2006/10/10, Mrugesh Karnik <[EMAIL PROTECTED]>:

On Tuesday 10 October 2006 16:19, Nagarjuna G. wrote:


Tell me something. Some people who are 'fans' of GNU, go to such lengths
as to call all the software that's been licensed under the GPL, GNU
software. Now if I write some software and use GPL for it, I'd most
certainly not be willing to accredit it to GNU. Why should I? Like
Linux said, "Authors matter." By using the term GNU/Linux, it seems as
though Linux is just a part of the GNU project. It is not.

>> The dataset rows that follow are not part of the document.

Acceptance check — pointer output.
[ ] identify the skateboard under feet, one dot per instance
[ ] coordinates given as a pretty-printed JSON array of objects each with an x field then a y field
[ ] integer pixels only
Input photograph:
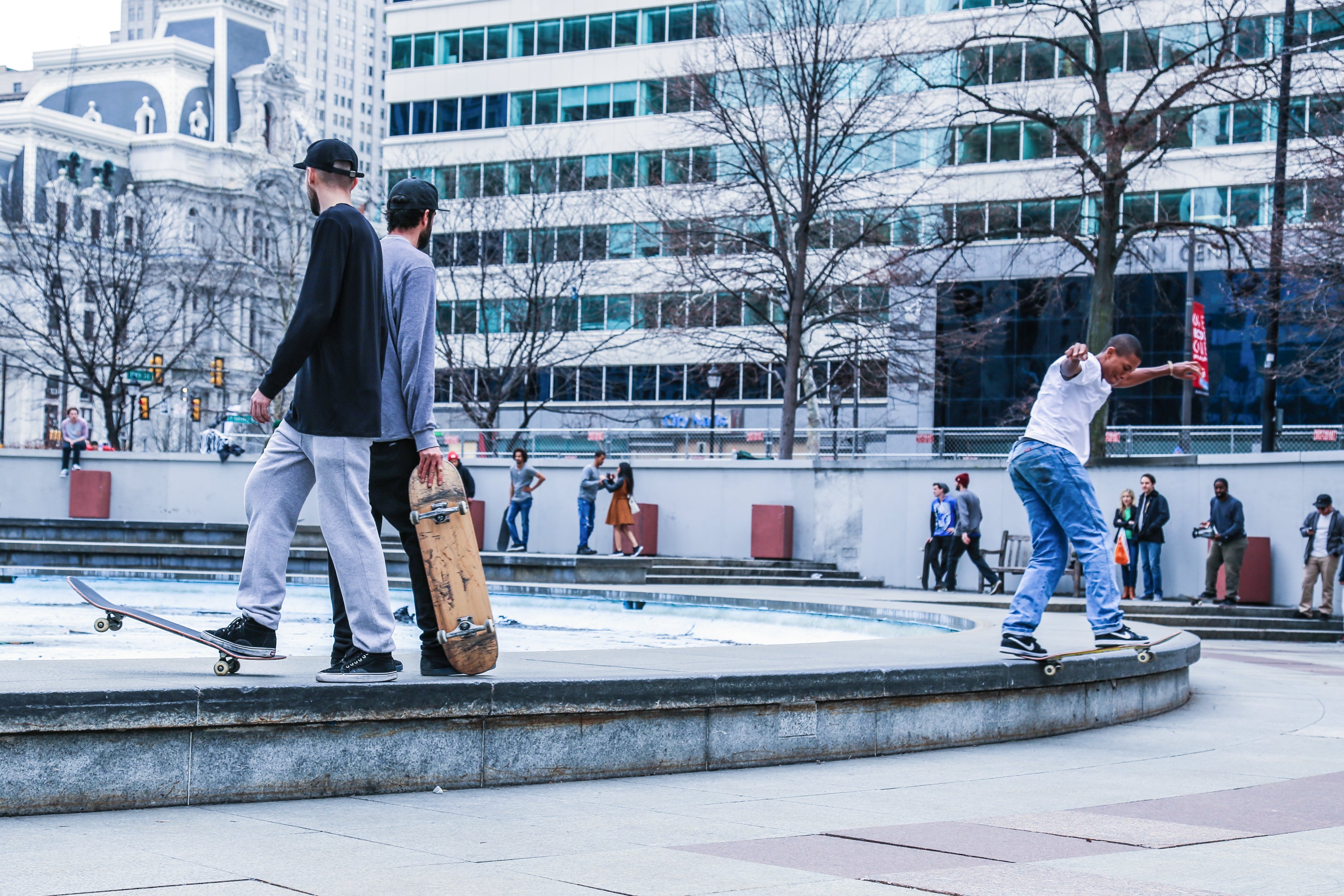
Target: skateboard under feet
[
  {"x": 443, "y": 524},
  {"x": 113, "y": 614},
  {"x": 1143, "y": 652}
]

Linux is not part of GNU project, that is why it is  not GNU Linux
(softwared from GNU project has names like that GNU Emacs, GNU grub, GNU
compiler collection... ) GNU/Linux (pronounced GNU slash Linux) means
GNU+Linux.

Just because
someone uses your tools to build their own software does not mean that
you own that software.


Linux developed a kernel and GNU project build tools around that is a wrong
idea. If you had done some reasearch about the rigin you would have realised
it. GNU project was started to build a complete Free Operating system and
they started replacing parts of unix and they reached a point when they
replaced most parts for a Unix like system except for the kernel. At that
time Linux was not released and there were no kernels available as Free
Software (the original BSD license was not Free Software) so they started
building their own kernel replacement called Hurd. But when Linus Torva;ds
released his kernel under GPL v2 it filled that gap and we didn't have to
wait for Hurd to finish to have a complete Unix like system.

So instead of adopting Linux as GNU's official kernel (since it tries to be
upto Unix while hurd tries to improve upon Unix ideas) Linux was combined
with the rest of the GNU system to make a comple Unix like Operating System
and it is called GNU-slash-Linux clearly meaning GNU+Linux  (as opposed to
GNU Linux would mean GNU's version of Linux). GNU project gave creadit to
linux as without it we would not have the complete system and it is an
important contribution.

Linus torvalds didn't write the system to have a complete Free Operating
system, but it was started as a college project. The motivation is different
that freedom. So when you remove GNU from picture the history is twisted.
The reason why the Free Software movement was started not because
programming was fun but because we respect users Freedom and there was no
Free operating systems available, so we wrote one.